Monday, May 21, 2018

Nuriootpa SA. May 20 2018

Easy sort of run across from Mildura, but we were both surprised by the Quarantine Station on the South Australian border, we had both become so focussed on the stations as you cross into Western Australia, that we had completely forgotten about this one! I looked up our previous crossing and it seems we had the same brain fade in 2012! The noticeable difference this year was that vegetables such as potato and sweet potato were given the all clear, yet strawberries, apples, pears and bananas all got the chop and were all confiscated. Rats.
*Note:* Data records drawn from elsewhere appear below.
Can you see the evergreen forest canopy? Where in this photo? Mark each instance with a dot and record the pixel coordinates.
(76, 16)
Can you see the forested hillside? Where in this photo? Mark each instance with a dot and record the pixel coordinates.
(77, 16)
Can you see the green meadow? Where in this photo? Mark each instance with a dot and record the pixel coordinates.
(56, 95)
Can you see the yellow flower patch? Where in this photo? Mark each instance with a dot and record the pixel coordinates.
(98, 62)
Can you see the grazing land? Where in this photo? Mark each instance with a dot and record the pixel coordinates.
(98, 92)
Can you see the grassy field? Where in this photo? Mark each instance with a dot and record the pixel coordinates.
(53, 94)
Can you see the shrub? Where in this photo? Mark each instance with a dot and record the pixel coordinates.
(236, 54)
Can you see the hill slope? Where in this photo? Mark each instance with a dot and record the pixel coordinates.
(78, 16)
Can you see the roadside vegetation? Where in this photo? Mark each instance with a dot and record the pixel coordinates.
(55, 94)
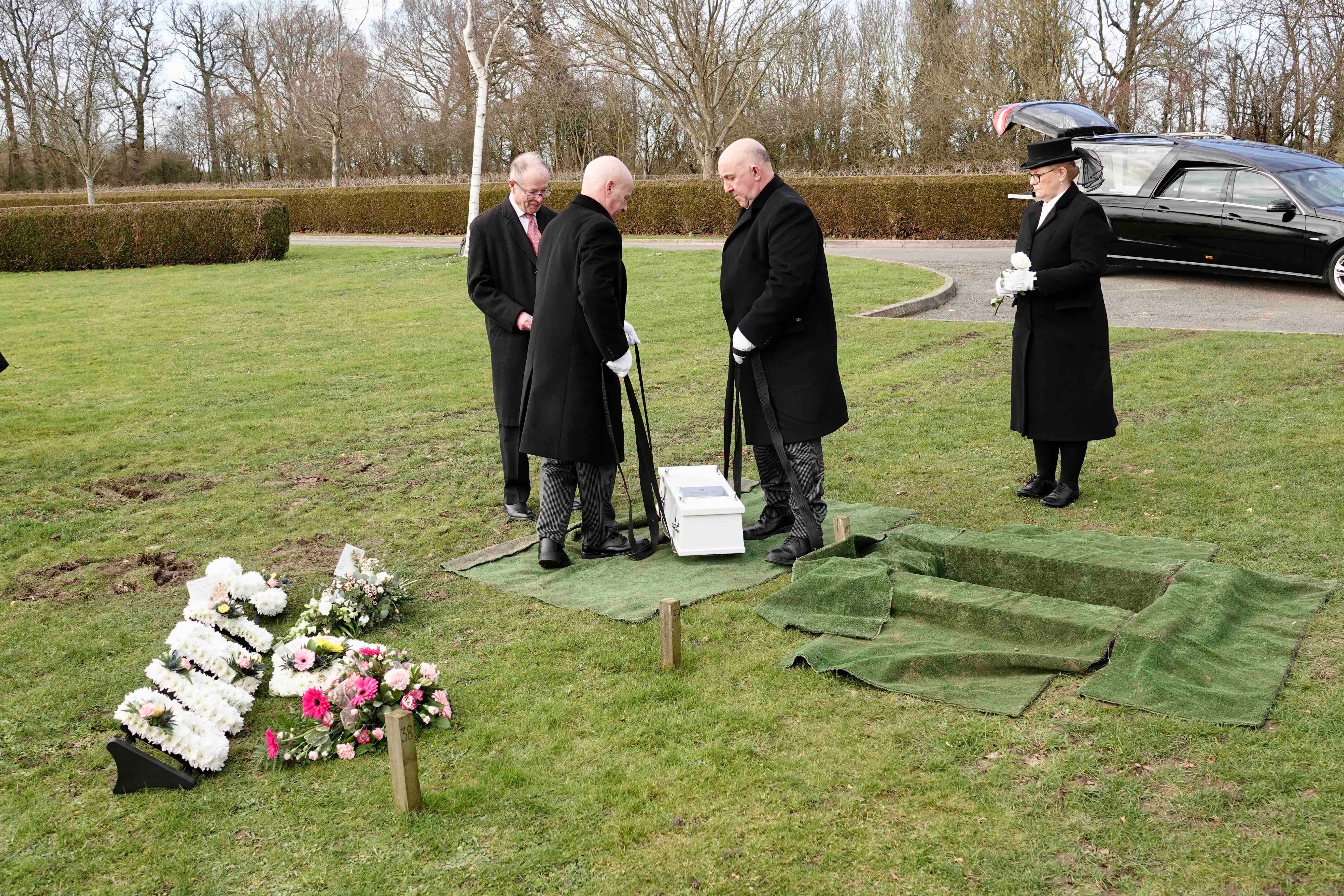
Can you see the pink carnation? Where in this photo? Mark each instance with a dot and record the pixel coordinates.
(315, 704)
(365, 690)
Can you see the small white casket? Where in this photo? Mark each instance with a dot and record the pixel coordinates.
(703, 515)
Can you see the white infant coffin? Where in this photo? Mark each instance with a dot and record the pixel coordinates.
(703, 516)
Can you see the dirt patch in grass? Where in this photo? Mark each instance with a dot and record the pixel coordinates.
(89, 577)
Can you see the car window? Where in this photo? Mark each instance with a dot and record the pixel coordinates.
(1125, 167)
(1198, 183)
(1255, 189)
(1319, 187)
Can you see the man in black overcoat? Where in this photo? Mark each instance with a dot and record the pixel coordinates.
(777, 304)
(578, 354)
(1062, 394)
(502, 281)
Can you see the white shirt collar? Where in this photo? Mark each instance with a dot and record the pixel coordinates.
(1046, 209)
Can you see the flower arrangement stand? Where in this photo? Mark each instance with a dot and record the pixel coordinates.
(401, 749)
(670, 624)
(142, 772)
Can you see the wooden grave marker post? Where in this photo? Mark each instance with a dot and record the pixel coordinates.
(670, 621)
(401, 749)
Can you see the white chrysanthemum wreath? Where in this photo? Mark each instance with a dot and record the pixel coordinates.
(204, 696)
(226, 613)
(170, 726)
(217, 655)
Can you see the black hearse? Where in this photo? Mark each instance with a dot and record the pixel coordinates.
(1204, 202)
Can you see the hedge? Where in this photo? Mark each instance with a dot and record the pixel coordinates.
(902, 208)
(143, 234)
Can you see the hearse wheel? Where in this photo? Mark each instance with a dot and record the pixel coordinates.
(1335, 272)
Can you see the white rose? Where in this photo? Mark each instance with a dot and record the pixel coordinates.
(224, 569)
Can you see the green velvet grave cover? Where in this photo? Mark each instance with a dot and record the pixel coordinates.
(1217, 647)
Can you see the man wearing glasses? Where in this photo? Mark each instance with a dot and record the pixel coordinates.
(502, 281)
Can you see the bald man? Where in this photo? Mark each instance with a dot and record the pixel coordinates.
(777, 306)
(578, 354)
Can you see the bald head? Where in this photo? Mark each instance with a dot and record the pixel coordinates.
(608, 182)
(745, 168)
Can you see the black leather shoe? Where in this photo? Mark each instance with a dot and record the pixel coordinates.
(1037, 488)
(792, 549)
(615, 547)
(768, 526)
(1061, 498)
(552, 555)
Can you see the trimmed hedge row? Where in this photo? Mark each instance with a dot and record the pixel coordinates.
(143, 234)
(902, 208)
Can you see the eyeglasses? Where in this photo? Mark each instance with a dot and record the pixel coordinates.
(535, 194)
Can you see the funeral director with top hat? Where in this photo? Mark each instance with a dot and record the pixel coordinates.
(580, 347)
(502, 281)
(1061, 351)
(777, 306)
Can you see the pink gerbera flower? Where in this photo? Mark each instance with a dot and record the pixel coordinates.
(315, 704)
(365, 690)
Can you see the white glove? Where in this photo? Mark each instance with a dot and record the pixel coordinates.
(621, 366)
(1021, 281)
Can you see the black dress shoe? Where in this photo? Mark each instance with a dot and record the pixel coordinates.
(1037, 487)
(792, 549)
(1062, 496)
(552, 555)
(615, 547)
(768, 526)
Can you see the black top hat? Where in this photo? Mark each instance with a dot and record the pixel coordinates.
(1048, 152)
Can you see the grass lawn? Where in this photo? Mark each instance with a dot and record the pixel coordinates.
(155, 420)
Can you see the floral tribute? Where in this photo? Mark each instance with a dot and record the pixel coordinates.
(171, 727)
(346, 718)
(310, 663)
(217, 655)
(263, 590)
(362, 594)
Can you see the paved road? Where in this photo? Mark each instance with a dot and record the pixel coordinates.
(1135, 297)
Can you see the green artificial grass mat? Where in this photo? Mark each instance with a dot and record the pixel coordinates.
(968, 645)
(1217, 647)
(627, 590)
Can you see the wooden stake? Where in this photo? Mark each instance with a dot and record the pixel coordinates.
(670, 620)
(401, 747)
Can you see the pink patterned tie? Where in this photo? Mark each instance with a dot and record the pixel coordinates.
(534, 233)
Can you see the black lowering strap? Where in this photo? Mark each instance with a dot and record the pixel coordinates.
(733, 409)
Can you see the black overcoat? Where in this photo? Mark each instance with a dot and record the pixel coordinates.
(776, 289)
(578, 326)
(1061, 349)
(502, 281)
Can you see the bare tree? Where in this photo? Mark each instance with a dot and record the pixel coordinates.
(83, 93)
(702, 58)
(482, 70)
(139, 53)
(204, 31)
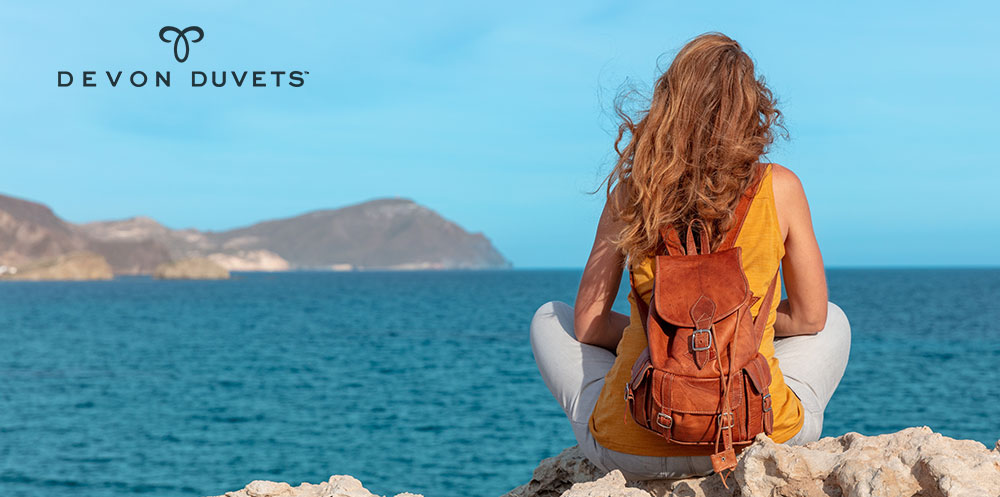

Still, we made it into Nuriootpa early enough to have time to take a late lunch at Maggie Beers, but too late to take Devonshire Tea at Colligrove House over in Angaston. So out to Maggie's we went just in time to be told lunch was off in the main shop, but if we hurried we might get a feed in the brand-new restaurant just outside. Last time we were here it was still being built, but inside is an nice restaurant and a large cooking school.

Two million dollar restaurant and cooking school. $5 bin from Bunnings. Maggie Beer's Nuriootpa SA
Restaurant and cooking school. Maggie Beer's Nuriootpa SA
We felt a bit out of place: it being Sunday afternoon the place was a-buzz with the clever-set from Adelaide, but it was the menu that had us scratching our heads, and wondering if we had missed something in the last 20 years. The menu simply listed items such as, 'prosciutto, pickled fennel, fresh ricotta', which doesn't sound much like a meal to me. The nice waitress girl could not elaborate, except to advise us that the ricotta was made fresh here on the farm. The pizza looked good as they were being brought to tables around us, so I ordered the only one that sounded like a pizza, 'salami, honey, verjuice, tomato sugo', and Judy opted for the prosciutto but added a. 'house made ciabatta and cultured butter'. There, I knew we were in the right place, even the butter is cultured...


I also added the farm made shiraz cabernet for fortitude and Judy opted for the pear cider.

We shouldn't have worried as the food was excellent and the wine more than moderately drinkable.

Oddly enough though, you can't get a coffee with the meal, you have to go back inside the Farm Shop for that, and while you're there you may as well peruse all that the Maggie Beer enterprise has to offer in the way of cooking condiments and  indulgent ingredients. They all looked, smelt and tasted rather 'odd', so we grabbed a chocolate mousse and an affogato ice-cream to have later.

I have to mention too that the weather is cold and grey and the wind is chilled to -10℃ or something, so after filling the car up and buying some groceries, we headed back to the van to rug-up and settle down with a hot cuppa and the last of the banana cake.